Feature #19
closedAdding 16-bit Unicode support for Component Pascal identifiers
100%
Description
BlackBox 1.6 already supports extended ASCII-characters from the ISO-Latin-1 subset of Unicode for Component Pascal identifiers. For the benefit of the Cyrillic or Greek community, for example, it is required to add 16-bit Unicode support. In order to simplify the required changes in the compiler and runtime system and for providing a compact encoding
of plain ASCII-identifiers the UTF-8 encoding shall be used for representing Unicode identifiers both
internally in the compiler and runtime system and externally in symbol and object files.
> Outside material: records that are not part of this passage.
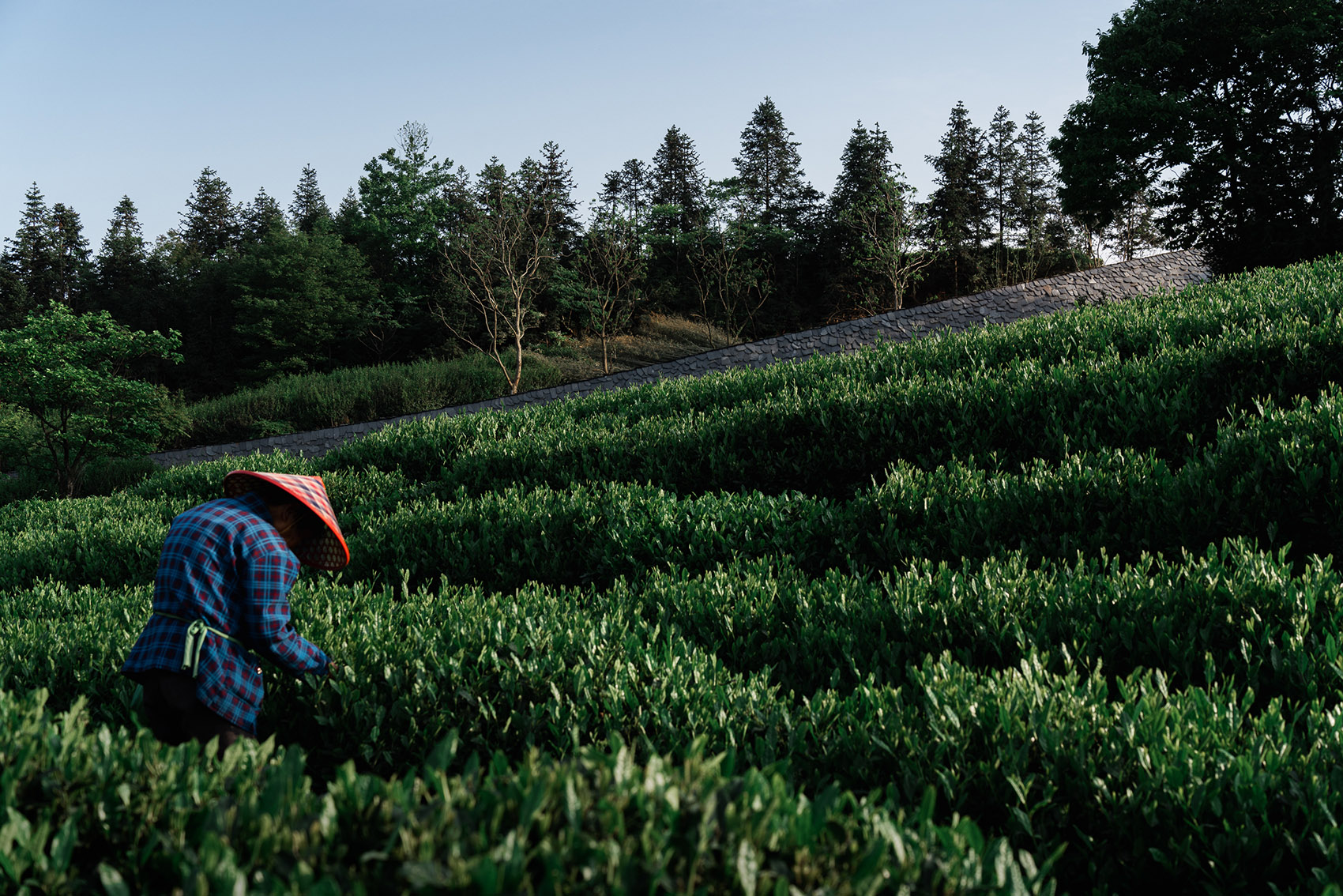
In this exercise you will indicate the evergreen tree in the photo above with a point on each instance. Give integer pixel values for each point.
(769, 180)
(347, 216)
(407, 201)
(1231, 111)
(551, 182)
(261, 215)
(71, 255)
(957, 209)
(863, 167)
(677, 182)
(1003, 160)
(301, 301)
(309, 205)
(675, 192)
(31, 258)
(126, 281)
(211, 220)
(1034, 194)
(627, 190)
This also has 
the advantage that the symbol and object file formats stay compatible with BB 1.6 as long as plain ASCII
characters are used.  Because Unicode characters may also exist in module names, which are mapped to file names, it is required to add Unicode support to file name handling in a number of modules.
Refers to CPC-1.7 change list items 1, 7, 13, 21, 22, 23.
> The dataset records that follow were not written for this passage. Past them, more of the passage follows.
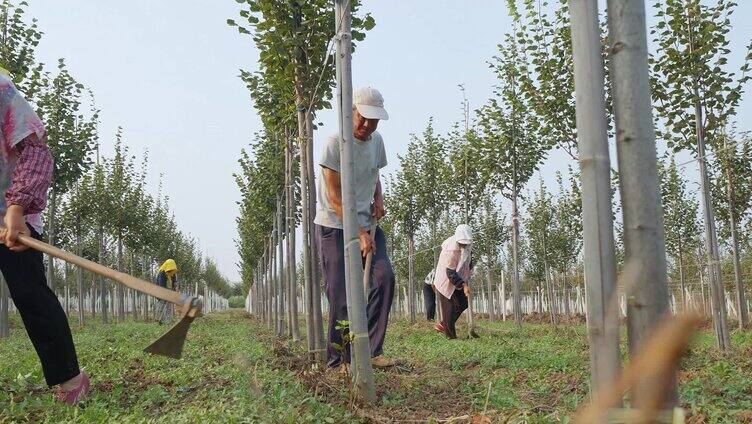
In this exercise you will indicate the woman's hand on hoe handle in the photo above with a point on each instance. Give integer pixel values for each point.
(15, 224)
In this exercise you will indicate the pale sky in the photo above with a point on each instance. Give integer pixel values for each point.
(167, 71)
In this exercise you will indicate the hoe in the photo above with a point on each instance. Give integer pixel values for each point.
(171, 343)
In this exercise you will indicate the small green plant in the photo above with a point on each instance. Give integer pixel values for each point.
(343, 326)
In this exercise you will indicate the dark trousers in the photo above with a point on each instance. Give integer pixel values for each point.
(451, 310)
(381, 294)
(429, 300)
(41, 313)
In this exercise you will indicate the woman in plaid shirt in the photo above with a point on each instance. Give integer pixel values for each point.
(25, 173)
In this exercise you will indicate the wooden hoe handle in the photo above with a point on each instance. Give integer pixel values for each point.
(122, 278)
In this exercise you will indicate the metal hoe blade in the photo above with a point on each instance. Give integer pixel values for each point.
(172, 342)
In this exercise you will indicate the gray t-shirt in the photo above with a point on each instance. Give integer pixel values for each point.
(369, 156)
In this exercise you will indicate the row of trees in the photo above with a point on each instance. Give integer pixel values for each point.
(294, 79)
(494, 152)
(99, 207)
(531, 114)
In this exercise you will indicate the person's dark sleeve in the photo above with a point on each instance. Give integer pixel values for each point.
(455, 278)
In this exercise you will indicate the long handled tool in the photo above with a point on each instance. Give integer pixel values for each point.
(171, 343)
(471, 318)
(369, 260)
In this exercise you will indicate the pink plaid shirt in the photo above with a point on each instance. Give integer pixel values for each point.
(25, 162)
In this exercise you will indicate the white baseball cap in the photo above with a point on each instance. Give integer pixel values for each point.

Updated by J. Templ about 11 years ago
- Description updated (diff)
- % Done changed from 0 to 50
Updated by J. Templ about 11 years ago
- Subject changed from Adding full Unicode support for Component Pascal identifiers to Adding 16-bit Unicode support for Component Pascal identifiers
- Description updated (diff)
Updated by I. Denisov almost 11 years ago
- Status changed from New to In Progress
- % Done changed from 50 to 70
According the today de facto standart of UTF-8.
http://tools.ietf.org/html/rfc3629
any valid UTF-8 string should match the next "Syntax of UTF-8 Byte Sequences":
UTF8-octets = *( UTF8-char ) UTF8-char = UTF8-1 / UTF8-2 / UTF8-3 / UTF8-4 UTF8-1 = 00X-7FX UTF8-2 = C2X-DFX UTF8-tail UTF8-3 = E0X A0X-BFX UTF8-tail / E1X-ECX 2( UTF8-tail ) / EDX 80X-9FX UTF8-tail / EEX-EFX 2( UTF8-tail ) UTF8-4 = F0X 90X-BFX 2( UTF8-tail ) / F1X-F3X 3( UTF8-tail ) / F4X 80X-8FX 2( UTF8-tail ) UTF8-tail = 80X-BFX
Alexander Shiryaev made the algorithm that doing conversion from UTF8 to Unicode checking validity of the input.
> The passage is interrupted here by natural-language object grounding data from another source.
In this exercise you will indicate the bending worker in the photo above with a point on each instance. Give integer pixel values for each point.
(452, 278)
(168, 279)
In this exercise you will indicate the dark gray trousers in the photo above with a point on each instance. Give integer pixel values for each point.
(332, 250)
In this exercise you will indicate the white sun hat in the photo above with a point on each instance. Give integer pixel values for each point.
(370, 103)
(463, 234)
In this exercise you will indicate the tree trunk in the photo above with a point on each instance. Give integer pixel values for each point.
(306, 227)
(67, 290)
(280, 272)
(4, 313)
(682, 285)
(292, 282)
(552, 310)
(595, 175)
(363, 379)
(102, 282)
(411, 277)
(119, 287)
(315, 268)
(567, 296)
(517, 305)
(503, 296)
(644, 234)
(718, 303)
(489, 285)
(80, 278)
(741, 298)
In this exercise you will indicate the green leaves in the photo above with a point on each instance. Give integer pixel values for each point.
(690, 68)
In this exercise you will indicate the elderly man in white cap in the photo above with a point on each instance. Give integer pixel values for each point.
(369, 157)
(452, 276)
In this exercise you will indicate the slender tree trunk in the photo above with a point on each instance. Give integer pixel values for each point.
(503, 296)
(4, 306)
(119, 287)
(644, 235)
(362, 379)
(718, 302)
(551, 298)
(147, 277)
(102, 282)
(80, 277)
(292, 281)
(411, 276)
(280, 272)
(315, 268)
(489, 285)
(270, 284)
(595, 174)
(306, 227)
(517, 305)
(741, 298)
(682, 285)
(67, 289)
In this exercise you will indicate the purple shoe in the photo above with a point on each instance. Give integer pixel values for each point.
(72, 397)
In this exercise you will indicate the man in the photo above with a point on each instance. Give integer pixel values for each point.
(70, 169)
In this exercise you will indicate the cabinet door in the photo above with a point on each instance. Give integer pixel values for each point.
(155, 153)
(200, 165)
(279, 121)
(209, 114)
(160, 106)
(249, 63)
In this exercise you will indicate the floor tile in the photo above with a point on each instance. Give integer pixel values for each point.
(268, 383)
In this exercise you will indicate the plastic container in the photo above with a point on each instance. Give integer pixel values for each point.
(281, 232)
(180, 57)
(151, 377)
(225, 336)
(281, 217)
http://forum.oberoncore.ru/viewtopic.php?f=127&p=89571#p89571
Updated by I. Denisov almost 11 years ago
Helmut found one error!
Helmut wrote:
Dear BlackBox User,
two days ago I received an e-mail from Hans Klaver:
Dear Helmut,
Today I downloaded BlackBox 1.7-RC4 for Windows.
In case you do not know already: the BB Logo is missing from theAbout BlackBox dialog and from the Guided Tour document.
Bye,
Hans KlaverWithout his feedback I did not know that the uploaded version had an error.
I immediately rollback to the last known good version and search for the
error.I catch the error with the following steps:
1. select the word DevCPM.LogWStr
2. Info -> Search in Source
3. klick on the link Dev/Mod/CPP.odc
4. Dev -> Compile
command error: cannot load module DevCompilerNotes:
The error is reported form the StdInterpreter.ShowLoaderResult via
CannotLoaderResult.
The module DevCompiler exist and after restart of BlackBox I can
compile. So what happens?I found the error in module StdLoader
PROCEDURE (h: Hook) ThisMod (IN name: ARRAY OF SHORTCHAR):
Kernel.Module;at line
VAR m: Kernel.Module; ms: ModSpec; n: Kernel.Name; res: INTEGER;The variable definition res: INTEGER; must be deleted.
The correct line is
VAR m: Kernel.Module; ms: ModSpec; n: Kernel.Name;Please have a look at Help -> About BlackBox
Version 1.7-RC4 Built number 10 on 20.10.2014 is OK
Version 1.7-RC4 Built number 11 on 30.10.2014 is erroneous
Version 1.7-RC4 Built number 15 on 11.11.2014 is OKI apologize the inconvenience you with my fault.
With best regards
Helmut Zinn
Updated by I. Denisov almost 11 years ago
- % Done changed from 70 to 80
luowy suggested better converter, that is also handle surrogates and return res in clever way.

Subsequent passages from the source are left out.